Tuesday 12 January 2016

You want me to audition?...go on then. I LOVE auditioning.

So, yesterday I did an audition. Hooray. Auditioning holds no fears for me at the moment. I don't know what has happened but I think I would go as far as to say I actually enjoy them. I used to HATE auditioning but now I look forward to it. That makes me a bit of a freak I think. We are not supposed to enjoy it but I really do. Even the bad auditions are fun and that is what I want to tell you about today.

So yesterday's audition was one of the worst auditions I have done IN MY LIFETIME! However, I am amazed at how I don't feel down about it or frustrated or angry. Shit happens (sorry) and many things are out of your control. Unfortunately yesterday was bad and it was absolutely, totally my own fault that it was so bad. I was prepared. It wasn't that. So what was it? Let's start at the beginning.

My audition time was midday in Central London. I set off from home with plenty of time and all went swimmingly until I reached Leicester Square tube station. That's when I decided to trust Google Maps which sent me in the wrong direction. Although as I was walking in the wrong direction a strange man said "Jesus loves you" to me so that was nice. I realised I was going the wrong way at 11.55. I turned around and walked quickly in the direction I should have been going in in the first place and reached my destination at 12.05.

Luckily they were running a little bit late so I thought I had time to gather myself and get my breath back, having, virtually, ran all the way and then up 3 flights of stairs to the reception. Oh no, no, no. I sat down and was immediately told to go, with two other girls, upstairs. Up 4 more flights of stairs. I thought, OK if one of the other girls goes first I can compose myself out here and be ready to sing. Oh no, no, no. I had to go in straight away.

Now, those who know me will remember I used to be quite fat. I am still quite fat but I am fit (well, fitter) due to my two year obsession with Zumba and Body Combat. Unfortunately the sweaty, out of breath mess I appeared to be when I walked in the audition room, the hot audition room (so hot I thought I was in a Bikram Yoga session), probably gave the impression that I am unfit, out of shape and really not up to singing AND dancing at the same time. A fair assumption I would say.

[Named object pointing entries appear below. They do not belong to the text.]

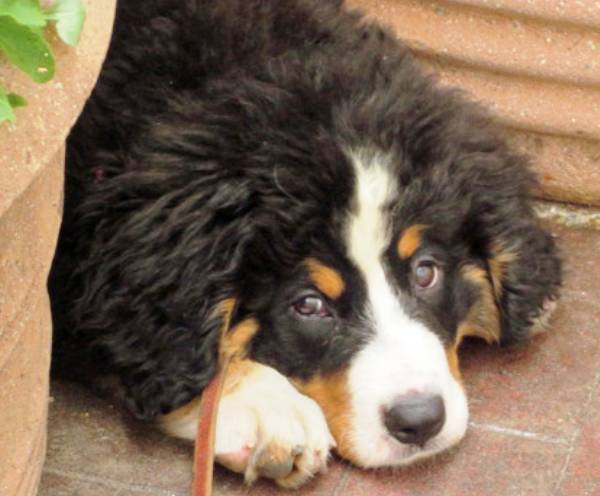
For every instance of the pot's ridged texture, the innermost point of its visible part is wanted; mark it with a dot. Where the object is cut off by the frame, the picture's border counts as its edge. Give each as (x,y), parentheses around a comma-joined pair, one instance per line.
(31,177)
(535,64)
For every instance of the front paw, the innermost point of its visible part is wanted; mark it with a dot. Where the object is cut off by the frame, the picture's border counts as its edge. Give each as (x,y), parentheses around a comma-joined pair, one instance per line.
(266,428)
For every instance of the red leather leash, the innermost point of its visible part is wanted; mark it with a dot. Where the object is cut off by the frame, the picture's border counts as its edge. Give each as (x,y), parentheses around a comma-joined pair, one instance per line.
(205,437)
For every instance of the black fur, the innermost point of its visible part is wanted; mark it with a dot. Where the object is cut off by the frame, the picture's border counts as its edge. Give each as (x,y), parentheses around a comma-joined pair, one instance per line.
(210,161)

Anyway, I tried to stall proceedings in order to regulate my breathing by discussing the different songs I had brought to sing. Unfortunately they liked the first one I mentioned. The (excellent) pianist  took my music and started playing. No conversation about what I was doing with the song. So I started to (try to) sing. It was a belt song but because I was still out of breath I kept flipping into head voice at unfortunate moments and kept making faces that told the panel I thought what I was doing was bad. Really, really bad. I got to the end of the first verse and realised myself and the pianist had not discussed what happened after this. My music was marked up so he got over the first hurdle into the bridge unscathed but then came the repeat and frantic swishing of pages trying to get back to the appropriate page. I kept singing while trying to indicate to the pianist how sorry I was. THEN we had to go to the coda. More frantic page flipping and facial apologies from me. Final note was coming. It is LONG but not normally a problem. I got just over half way and gave up. I apologised and said I normally make it to the end. They laughed raucously, I apologised profusely using actual words and I left.

I immediately called my friend to tell him of the hilarity of the situation and went for a coffee to calm myself down. As I said, though, I was not upset. That sort of experience would normally have left me distraught but I was fine. It was not the end of the world. I made my way home and started practising for the audition I have tomorrow. This time I will be there at least an hour early and might take a paper bag to breath into should there be more stairs to negotiate but I can honestly say I am looking forward to it. It really can't go any worse than yesterday's.